We're all vaguely aware that Santa Claus and St. Nicholas are essentially one and the same figure.
St. Nicholas' feast day is this coming Sunday, December 6. Across the Atlantic on Saturday night, in the Netherlands, in Belgium, in Germany, in Poland, and in parts of France, especially eastern France,* children will put their shoes next to the fireplace or door and fill them with carrots, hay and grain. The next morning, their shoes will be filled with treats of candy, coins, and other goodies, like oranges.
They are leaving the carrots and hay for St. Nicholas's horse. In Central Europe, St. Nick doesn't have a sleigh with eight tiny reindeer--he rides a white horse! In recent years, in the Netherlands in particular, this horse has been called Amerigo or Schimmel.
St. Nicholas of Myra (270 -246) was a bishop from Turkey. He is associated with gift giving and children because of two of the stories associated with his sainthood. One involves his giving of dowries to three sisters so that they could escape lives of prostitution. The other involves his resurrection of three children who were murdered by a butcher and hidden away in a salt tub.

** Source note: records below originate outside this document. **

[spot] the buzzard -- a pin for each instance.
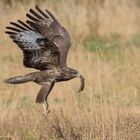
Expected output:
(45, 44)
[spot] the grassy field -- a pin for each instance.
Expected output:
(106, 50)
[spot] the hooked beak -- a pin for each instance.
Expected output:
(82, 82)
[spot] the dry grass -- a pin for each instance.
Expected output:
(108, 109)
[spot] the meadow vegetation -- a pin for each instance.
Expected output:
(106, 50)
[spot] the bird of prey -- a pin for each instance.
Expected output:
(45, 44)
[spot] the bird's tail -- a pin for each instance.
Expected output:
(18, 79)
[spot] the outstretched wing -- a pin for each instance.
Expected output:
(45, 43)
(47, 25)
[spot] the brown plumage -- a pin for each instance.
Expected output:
(45, 44)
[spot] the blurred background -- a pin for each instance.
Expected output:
(105, 49)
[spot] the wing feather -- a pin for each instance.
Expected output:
(44, 41)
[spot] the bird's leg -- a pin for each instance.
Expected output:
(46, 108)
(82, 82)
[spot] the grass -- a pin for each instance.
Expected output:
(108, 57)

Like many modern traditions, traditions surrounding St. Nicholas and Santa Clause have their origins in pagan traditions. Odin, the Norse god, rode an eight-legged flying horse, Sleipnir. In some places, in the winter, offerings were made to Sleipnir in the form of carrots and hay left by the door or chimney, in order to curry favor with Odin. This is the origin of the Feast of St. Nicholas tradtion of leaving gifts for Amerigo (or for Santa's reindeer). Likewise, Sleipnir's eight legs and magical powers may well have been the origin for Santa's EIGHT flying reindeer.